Reports: U.S. Q2 Online Sales Slide, but E-Tailers Cutting Costs

U.S. e-commerce sales in the second quarter of 2001 dropped 1.8 percent from the previous quarter, the Census Bureau of the U.S. Department of Commerce announced Thursday.

Online sales for Q2, not adjusted for seasonal, holiday or trading-day differences, were US$7.458 billion — 0.9 percent of total retail sales. In contrast, overall retail sales actually grew 10.8 percent during the quarter, the report said.

However, not all news from the online sector is discouraging. Year-over-year e-commerce sales actually grew 24.7 percent, according to the Commerce Department.

Additionally, the latest “State of Online Retailing” report, issued Wednesday by and the Boston Consulting Group (BCG), found that per-customer acquisition costs for e-tailers continue to drop, falling from $18 in Q1 to $14 in Q2.

The Commerce Department said that overall, consumer retail spending grew at its slowest pace in nine months. However, analysts disagree about the extent to which larger economic trends directly impact e-tailers.

Pick A Side

“In the early days of online retail, seasonality didn’t even matter because growth rates were so steep,” BCG e-commerce manager James Vogtle told the E-Commerce Times. “I think at this point, the online channel is a significant portion of retail that will be affected by general retail trends.”

Others argue that because online retail is in the early growth stage, there is still plenty of room to grow significantly, even if retail as a whole does not grow at all.

However, Vogtle said, when you look at the biggest online categories — such as travel, books and computer hardware — you start to see a different picture.

“Those categories tend to be more discretionary, so they may be more impacted by the downturn of the economy, as opposed to apparel and groceries, which are two of the largest categories offline,” said Vogtle.

Choosing Profits Over Growth

According to Vogtle, there is another important factor to consider when looking at the latest sales numbers. As e-tailers continue focusing on profitability, they typically experience higher margins but slower growth.

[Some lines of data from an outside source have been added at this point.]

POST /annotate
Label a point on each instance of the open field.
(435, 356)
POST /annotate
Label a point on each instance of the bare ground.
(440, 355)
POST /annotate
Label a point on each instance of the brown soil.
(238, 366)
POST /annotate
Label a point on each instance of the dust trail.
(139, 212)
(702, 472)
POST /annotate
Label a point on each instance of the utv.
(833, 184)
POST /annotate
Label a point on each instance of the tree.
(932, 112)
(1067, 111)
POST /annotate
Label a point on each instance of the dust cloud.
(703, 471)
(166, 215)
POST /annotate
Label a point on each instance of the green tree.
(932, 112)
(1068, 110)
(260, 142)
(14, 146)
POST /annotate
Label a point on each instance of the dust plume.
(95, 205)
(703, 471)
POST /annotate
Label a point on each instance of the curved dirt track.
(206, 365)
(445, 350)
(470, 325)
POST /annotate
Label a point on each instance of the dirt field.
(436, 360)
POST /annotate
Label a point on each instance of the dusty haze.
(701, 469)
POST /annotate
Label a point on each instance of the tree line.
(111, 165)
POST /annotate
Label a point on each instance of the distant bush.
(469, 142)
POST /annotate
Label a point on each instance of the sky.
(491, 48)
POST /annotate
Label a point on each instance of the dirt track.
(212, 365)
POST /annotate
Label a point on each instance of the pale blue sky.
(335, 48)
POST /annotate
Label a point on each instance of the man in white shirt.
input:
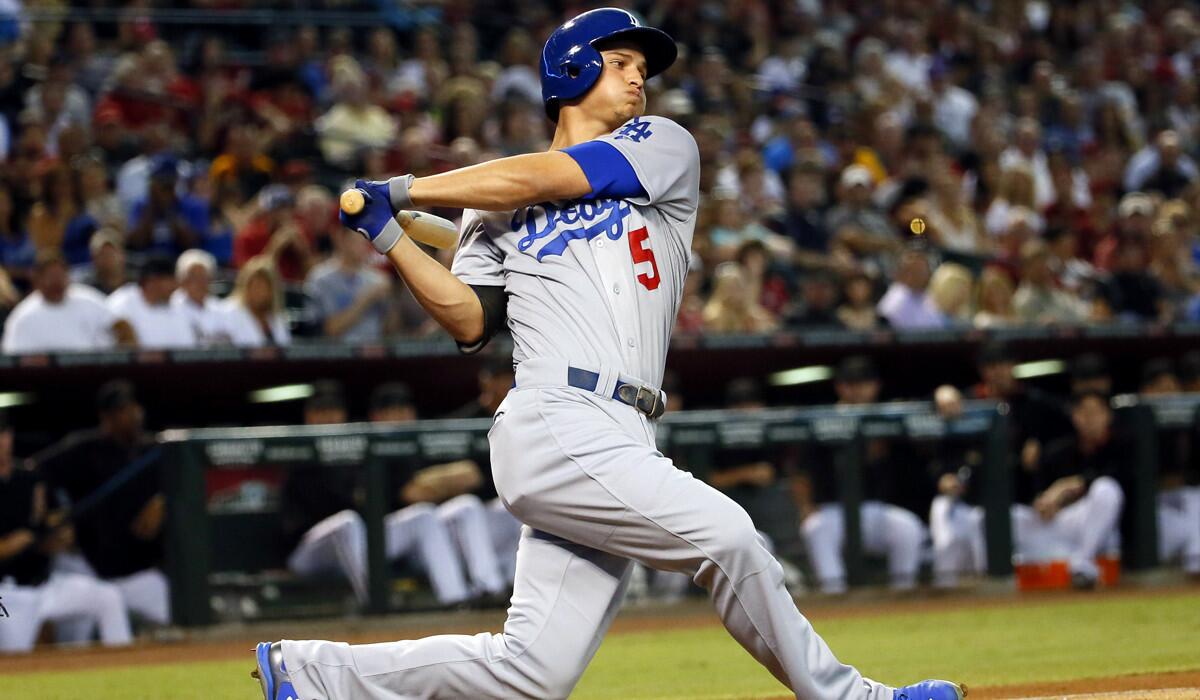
(905, 304)
(148, 309)
(60, 316)
(203, 312)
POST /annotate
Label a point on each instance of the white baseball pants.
(582, 473)
(1077, 533)
(339, 543)
(1179, 527)
(887, 531)
(63, 598)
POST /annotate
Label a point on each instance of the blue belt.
(646, 399)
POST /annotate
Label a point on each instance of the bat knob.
(353, 201)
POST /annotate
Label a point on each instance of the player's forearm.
(447, 298)
(504, 184)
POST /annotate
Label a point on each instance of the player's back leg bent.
(582, 471)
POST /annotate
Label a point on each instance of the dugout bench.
(220, 525)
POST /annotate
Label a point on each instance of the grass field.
(1030, 641)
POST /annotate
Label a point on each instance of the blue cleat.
(931, 690)
(271, 674)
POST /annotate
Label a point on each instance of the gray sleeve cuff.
(389, 237)
(397, 191)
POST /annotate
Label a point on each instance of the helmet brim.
(659, 48)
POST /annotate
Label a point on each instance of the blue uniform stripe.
(607, 171)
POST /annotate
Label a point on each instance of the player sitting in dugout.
(30, 592)
(321, 518)
(1179, 477)
(1075, 514)
(888, 530)
(111, 479)
(484, 534)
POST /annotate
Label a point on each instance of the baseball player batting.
(582, 252)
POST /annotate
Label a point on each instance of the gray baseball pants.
(582, 473)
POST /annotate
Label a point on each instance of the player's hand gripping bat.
(419, 226)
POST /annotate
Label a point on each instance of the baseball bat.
(423, 227)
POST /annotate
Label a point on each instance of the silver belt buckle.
(648, 401)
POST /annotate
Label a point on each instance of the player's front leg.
(564, 599)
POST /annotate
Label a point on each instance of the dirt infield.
(234, 642)
(1149, 686)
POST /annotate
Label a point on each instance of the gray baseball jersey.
(597, 282)
(594, 283)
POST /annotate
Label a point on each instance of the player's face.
(619, 95)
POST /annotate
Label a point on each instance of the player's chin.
(630, 109)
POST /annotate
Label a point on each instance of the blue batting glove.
(393, 190)
(377, 221)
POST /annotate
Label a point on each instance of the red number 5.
(639, 247)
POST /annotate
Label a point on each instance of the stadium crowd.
(169, 185)
(1049, 150)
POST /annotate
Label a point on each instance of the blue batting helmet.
(570, 63)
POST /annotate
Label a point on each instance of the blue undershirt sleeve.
(607, 171)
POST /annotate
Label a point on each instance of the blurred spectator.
(101, 208)
(731, 307)
(995, 300)
(317, 215)
(157, 324)
(120, 531)
(106, 270)
(905, 305)
(750, 476)
(803, 217)
(167, 222)
(819, 301)
(856, 222)
(763, 279)
(17, 250)
(193, 301)
(733, 226)
(1038, 299)
(352, 298)
(1132, 293)
(1026, 155)
(57, 207)
(1161, 167)
(274, 233)
(60, 316)
(1015, 192)
(241, 168)
(353, 121)
(952, 223)
(255, 309)
(1133, 226)
(858, 312)
(30, 533)
(952, 288)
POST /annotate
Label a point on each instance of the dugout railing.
(214, 519)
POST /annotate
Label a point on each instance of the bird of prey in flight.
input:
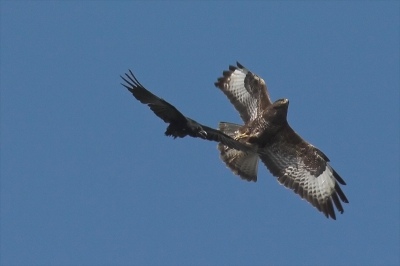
(297, 164)
(179, 125)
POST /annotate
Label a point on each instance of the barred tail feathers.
(240, 163)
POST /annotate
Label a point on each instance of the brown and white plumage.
(297, 164)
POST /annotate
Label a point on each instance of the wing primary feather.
(341, 194)
(330, 209)
(337, 177)
(239, 65)
(337, 202)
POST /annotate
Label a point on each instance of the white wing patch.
(233, 86)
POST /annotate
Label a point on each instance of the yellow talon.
(241, 136)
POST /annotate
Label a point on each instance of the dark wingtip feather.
(336, 200)
(331, 210)
(341, 194)
(338, 178)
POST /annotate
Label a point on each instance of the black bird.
(179, 125)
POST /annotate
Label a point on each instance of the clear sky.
(88, 177)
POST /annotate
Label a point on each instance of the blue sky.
(88, 177)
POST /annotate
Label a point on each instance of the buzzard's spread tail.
(244, 164)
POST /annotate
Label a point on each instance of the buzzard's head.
(279, 110)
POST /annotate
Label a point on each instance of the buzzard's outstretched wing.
(303, 168)
(247, 92)
(159, 106)
(180, 126)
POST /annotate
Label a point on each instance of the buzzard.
(179, 125)
(297, 164)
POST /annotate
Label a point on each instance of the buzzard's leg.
(241, 136)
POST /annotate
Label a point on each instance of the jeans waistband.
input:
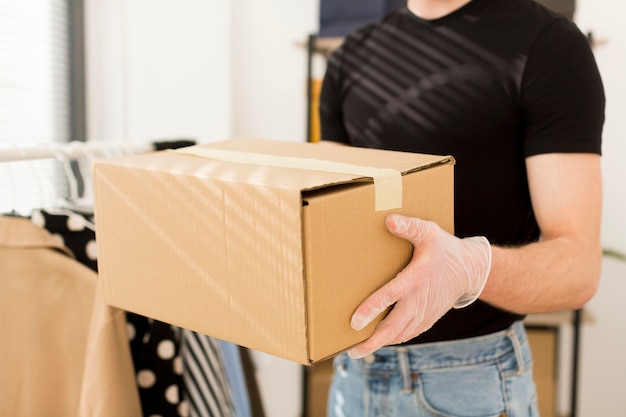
(447, 354)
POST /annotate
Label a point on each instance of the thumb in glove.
(445, 272)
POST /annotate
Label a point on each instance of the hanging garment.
(154, 345)
(48, 305)
(236, 377)
(206, 386)
(163, 360)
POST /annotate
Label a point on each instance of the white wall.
(158, 69)
(269, 67)
(603, 344)
(212, 70)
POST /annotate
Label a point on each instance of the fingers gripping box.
(267, 244)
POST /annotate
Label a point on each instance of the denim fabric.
(487, 376)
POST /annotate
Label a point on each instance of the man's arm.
(561, 271)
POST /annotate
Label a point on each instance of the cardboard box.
(270, 257)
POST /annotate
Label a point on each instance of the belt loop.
(405, 369)
(517, 347)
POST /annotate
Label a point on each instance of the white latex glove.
(445, 272)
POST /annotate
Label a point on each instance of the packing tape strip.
(387, 181)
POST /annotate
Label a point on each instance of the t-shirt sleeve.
(330, 108)
(563, 95)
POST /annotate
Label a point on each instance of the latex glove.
(445, 272)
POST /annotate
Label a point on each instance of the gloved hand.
(445, 272)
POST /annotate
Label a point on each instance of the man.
(512, 91)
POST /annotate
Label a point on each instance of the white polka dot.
(177, 365)
(38, 219)
(183, 409)
(59, 238)
(75, 223)
(166, 349)
(131, 332)
(91, 249)
(171, 394)
(146, 378)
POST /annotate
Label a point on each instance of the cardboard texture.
(275, 259)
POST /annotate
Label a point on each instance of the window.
(41, 85)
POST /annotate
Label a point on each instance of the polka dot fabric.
(154, 345)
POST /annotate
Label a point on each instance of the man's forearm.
(552, 275)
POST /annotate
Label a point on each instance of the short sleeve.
(562, 93)
(330, 110)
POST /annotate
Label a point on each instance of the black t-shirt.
(490, 84)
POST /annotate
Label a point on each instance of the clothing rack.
(71, 150)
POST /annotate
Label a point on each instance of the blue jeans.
(486, 376)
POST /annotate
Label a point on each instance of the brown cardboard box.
(269, 257)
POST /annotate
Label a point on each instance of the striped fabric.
(206, 388)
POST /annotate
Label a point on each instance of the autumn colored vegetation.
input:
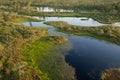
(27, 53)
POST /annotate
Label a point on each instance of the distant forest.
(99, 5)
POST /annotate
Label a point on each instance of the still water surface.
(89, 56)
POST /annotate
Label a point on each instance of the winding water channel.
(89, 56)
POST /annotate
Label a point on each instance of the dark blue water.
(89, 56)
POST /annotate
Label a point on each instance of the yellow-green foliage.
(110, 33)
(45, 56)
(12, 38)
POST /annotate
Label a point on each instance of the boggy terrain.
(109, 33)
(28, 53)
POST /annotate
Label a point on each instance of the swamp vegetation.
(29, 53)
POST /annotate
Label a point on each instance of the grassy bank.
(111, 74)
(108, 33)
(46, 56)
(26, 55)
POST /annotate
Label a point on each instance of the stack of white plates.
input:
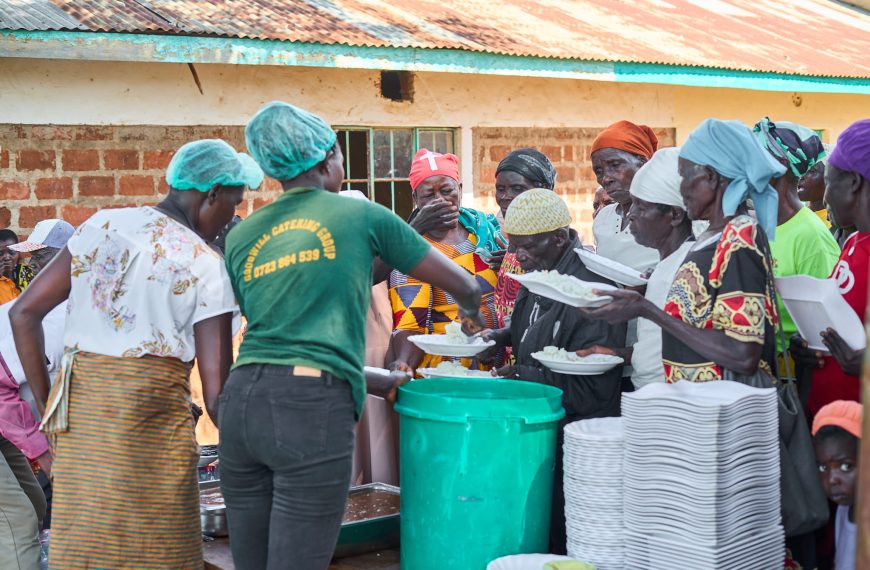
(701, 476)
(593, 492)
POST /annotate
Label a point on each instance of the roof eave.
(105, 46)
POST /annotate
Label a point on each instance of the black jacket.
(538, 322)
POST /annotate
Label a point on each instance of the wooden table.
(216, 555)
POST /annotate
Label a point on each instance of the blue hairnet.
(201, 165)
(730, 148)
(286, 140)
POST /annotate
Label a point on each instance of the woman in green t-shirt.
(301, 268)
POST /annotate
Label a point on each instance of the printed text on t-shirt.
(253, 270)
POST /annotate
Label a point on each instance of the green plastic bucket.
(476, 470)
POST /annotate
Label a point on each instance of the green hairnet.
(201, 165)
(286, 140)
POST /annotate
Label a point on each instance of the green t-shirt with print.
(803, 246)
(301, 269)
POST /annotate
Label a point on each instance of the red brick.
(96, 186)
(35, 160)
(94, 133)
(51, 133)
(136, 185)
(14, 190)
(554, 153)
(29, 216)
(121, 159)
(47, 188)
(498, 152)
(154, 159)
(76, 215)
(79, 160)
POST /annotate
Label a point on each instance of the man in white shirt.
(657, 220)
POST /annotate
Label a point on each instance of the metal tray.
(369, 535)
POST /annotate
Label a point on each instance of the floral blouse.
(140, 281)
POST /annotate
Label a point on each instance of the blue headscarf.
(731, 149)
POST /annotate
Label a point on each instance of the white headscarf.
(658, 181)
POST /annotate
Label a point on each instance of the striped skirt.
(125, 490)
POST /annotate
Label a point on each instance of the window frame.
(370, 181)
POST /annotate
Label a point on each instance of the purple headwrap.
(852, 152)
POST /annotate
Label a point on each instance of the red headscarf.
(636, 139)
(427, 163)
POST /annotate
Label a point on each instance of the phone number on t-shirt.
(285, 261)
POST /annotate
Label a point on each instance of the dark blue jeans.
(286, 453)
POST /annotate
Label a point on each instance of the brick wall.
(567, 148)
(49, 171)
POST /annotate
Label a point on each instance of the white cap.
(47, 233)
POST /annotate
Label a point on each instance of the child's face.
(837, 458)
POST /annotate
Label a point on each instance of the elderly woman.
(803, 245)
(146, 295)
(518, 172)
(538, 224)
(717, 315)
(468, 238)
(847, 177)
(618, 152)
(811, 187)
(302, 270)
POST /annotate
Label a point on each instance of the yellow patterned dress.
(722, 284)
(424, 309)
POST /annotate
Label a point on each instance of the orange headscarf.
(427, 164)
(624, 135)
(844, 414)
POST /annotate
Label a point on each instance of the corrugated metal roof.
(811, 37)
(35, 15)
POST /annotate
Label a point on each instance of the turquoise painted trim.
(709, 77)
(243, 51)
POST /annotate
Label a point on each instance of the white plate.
(815, 305)
(533, 282)
(579, 367)
(611, 269)
(435, 373)
(437, 344)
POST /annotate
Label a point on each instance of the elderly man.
(537, 223)
(618, 152)
(657, 219)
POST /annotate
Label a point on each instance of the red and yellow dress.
(722, 284)
(424, 309)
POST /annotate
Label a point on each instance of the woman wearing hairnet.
(302, 271)
(146, 295)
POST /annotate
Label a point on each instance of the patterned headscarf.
(799, 146)
(731, 149)
(852, 152)
(532, 165)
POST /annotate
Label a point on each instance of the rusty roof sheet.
(812, 37)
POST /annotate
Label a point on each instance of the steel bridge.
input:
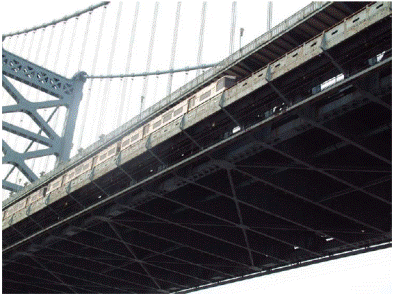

In fact, though per-customer acquisition spending is down, conversion rates have dropped as well, from 2.3 percent in Q1 to 2.2 percent in Q2, according to the report.

“Our hypothesis is that as retailers are upping their strategies to bring higher profits, they are raising prices or trimming back on the features and service levels they were providing in the past,” Vogtle said.

Getting Direct

One of the fundamental drivers behind the lower acquisition costs remains the switch from mass marketing to direct or targeted marketing efforts.

According to, 35 percent of marketing budgets in Q2 2001 were spent on proprietary, targeted media (such as e-mail, catalogs and direct mail), up from 21 percent in 2000.

Portal advertising remains the mass marketing channel of choice for many e-tailers, accounting for 23 percent of marketing budgets, the report said.

“We expected awhile ago that portals would become less important as consumers became more familiar with Web sites, but we haven’t seen that happen,” said Vogtle. “At this point, [portal advertising] is unlikely to increase, but it’s unclear whether it will stay steady or decrease.”